As a method of adding water to granulate the mixture, for example, a wet granulation method can be cited. The wet granulation method is a method of adding purified water to the obtained mixture while stirring, and granulating the mixture.
The purified water is desirably added in a proportion of 25 wt% or less, preferably 15 to 25 wt%, more preferably 18 to 23 wt%, and further preferably 20 to 22 wt% with respect to the total weight of the mixture.
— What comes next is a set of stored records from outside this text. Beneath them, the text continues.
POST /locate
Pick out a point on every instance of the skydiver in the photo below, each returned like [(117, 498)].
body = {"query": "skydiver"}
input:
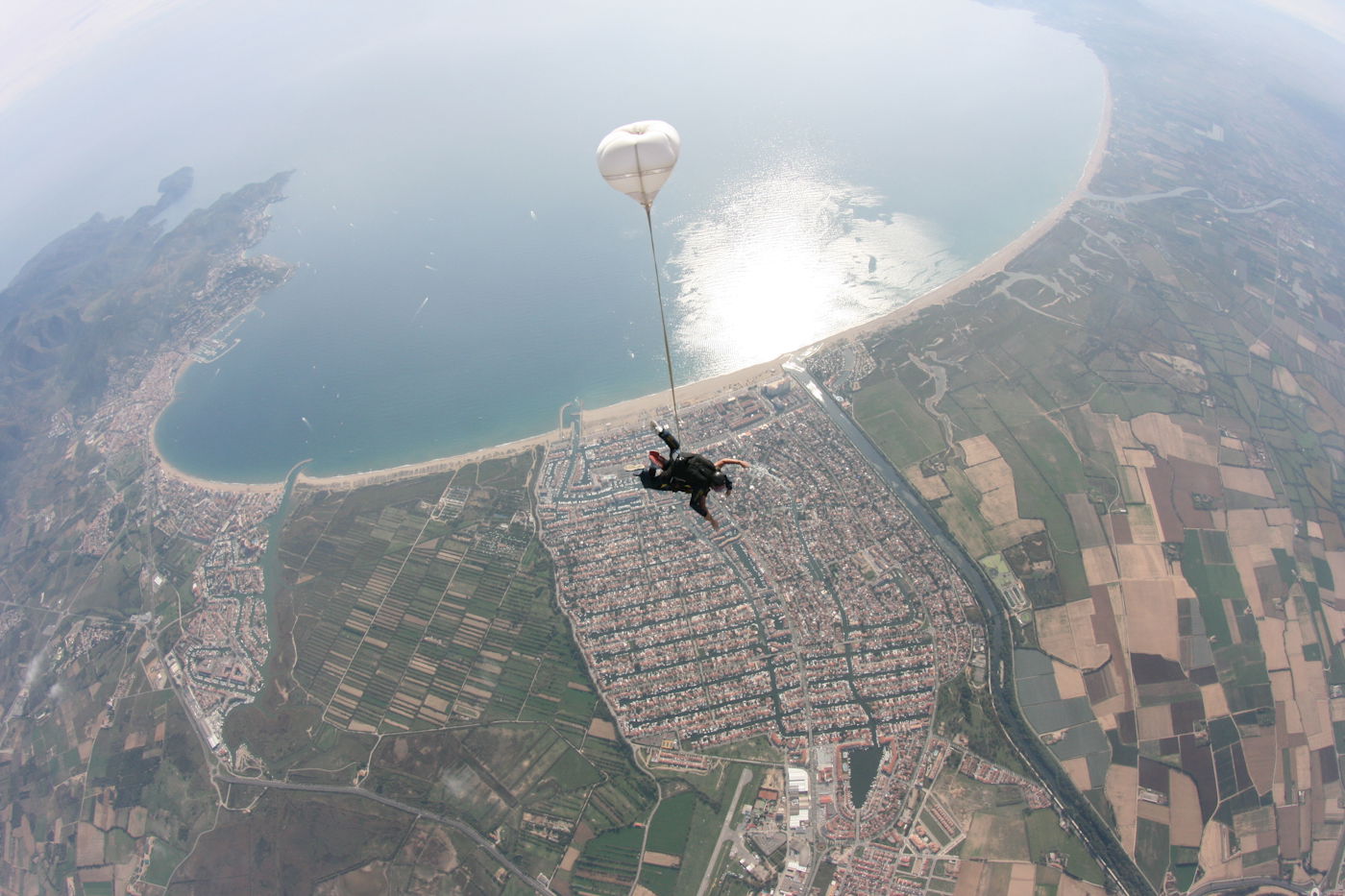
[(695, 473)]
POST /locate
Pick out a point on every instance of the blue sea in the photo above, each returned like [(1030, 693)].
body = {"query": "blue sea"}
[(463, 271)]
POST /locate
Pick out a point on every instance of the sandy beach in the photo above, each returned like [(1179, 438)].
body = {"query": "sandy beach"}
[(635, 412)]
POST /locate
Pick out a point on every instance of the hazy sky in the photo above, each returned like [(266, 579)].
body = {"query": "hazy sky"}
[(40, 37)]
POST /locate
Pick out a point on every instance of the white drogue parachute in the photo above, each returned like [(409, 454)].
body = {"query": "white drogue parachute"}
[(638, 159)]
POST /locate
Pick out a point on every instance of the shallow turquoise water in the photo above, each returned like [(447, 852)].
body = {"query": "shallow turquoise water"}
[(466, 271)]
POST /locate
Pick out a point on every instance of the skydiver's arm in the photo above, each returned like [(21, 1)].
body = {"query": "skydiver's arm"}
[(670, 440)]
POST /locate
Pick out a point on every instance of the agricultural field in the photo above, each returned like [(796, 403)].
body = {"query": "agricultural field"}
[(424, 615), (1138, 426)]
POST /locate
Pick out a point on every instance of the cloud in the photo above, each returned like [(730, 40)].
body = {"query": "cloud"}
[(42, 37), (1327, 16)]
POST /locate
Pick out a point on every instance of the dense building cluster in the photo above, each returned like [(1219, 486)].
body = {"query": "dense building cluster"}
[(819, 615)]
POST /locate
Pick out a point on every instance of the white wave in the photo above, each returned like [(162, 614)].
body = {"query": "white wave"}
[(790, 255)]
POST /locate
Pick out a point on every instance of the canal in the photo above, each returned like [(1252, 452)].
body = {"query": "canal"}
[(1072, 805)]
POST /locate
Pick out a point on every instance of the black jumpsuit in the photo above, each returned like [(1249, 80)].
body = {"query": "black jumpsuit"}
[(674, 478)]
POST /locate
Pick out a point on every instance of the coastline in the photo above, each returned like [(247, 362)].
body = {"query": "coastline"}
[(636, 410)]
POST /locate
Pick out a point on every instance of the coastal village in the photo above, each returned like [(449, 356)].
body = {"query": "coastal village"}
[(1145, 469), (823, 624)]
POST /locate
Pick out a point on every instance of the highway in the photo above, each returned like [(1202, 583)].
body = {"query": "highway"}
[(406, 808), (1072, 805)]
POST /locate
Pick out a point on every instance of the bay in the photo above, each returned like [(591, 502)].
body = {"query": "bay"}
[(463, 268)]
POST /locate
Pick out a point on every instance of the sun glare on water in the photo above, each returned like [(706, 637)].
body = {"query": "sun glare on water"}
[(790, 255)]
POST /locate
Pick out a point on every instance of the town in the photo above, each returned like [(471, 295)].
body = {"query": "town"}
[(818, 617)]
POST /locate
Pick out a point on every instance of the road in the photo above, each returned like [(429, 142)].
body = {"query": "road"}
[(467, 831), (1073, 808), (1244, 883), (723, 833)]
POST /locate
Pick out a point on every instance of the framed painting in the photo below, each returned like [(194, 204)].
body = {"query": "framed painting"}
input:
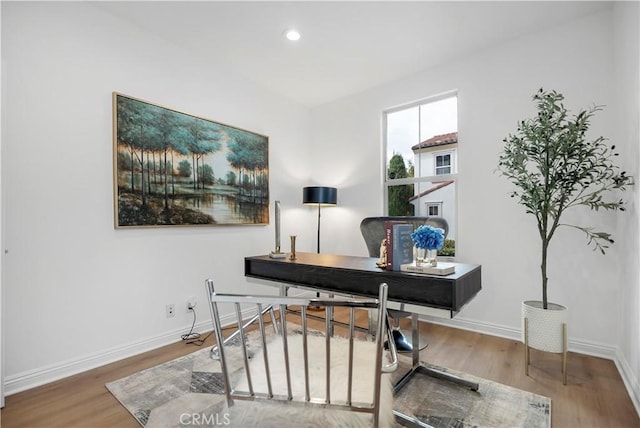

It is generally known that if the stress is increased, a small amount of water is required, and if the stress is small, a large amount of water is required, and therefore the amount of water is not limited.
The temperature and time in the granulation step are not particularly limited depending on the stirring conditions and the like, and are preferably, for example, about 0 to 50 ℃, and more preferably about 3 to 5 minutes, within a range not adversely affecting the components.
In the step of providing the dry powder, the granulated mixture is dried by a conventional method such as vacuum drying, and a dry powder can be obtained.
The drying temperature and drying time are not particularly limited as long as they are within a range that does not adversely affect the components, and are, for example, preferably 50 to 80 ℃ and preferably about 30 minutes to 2 hours.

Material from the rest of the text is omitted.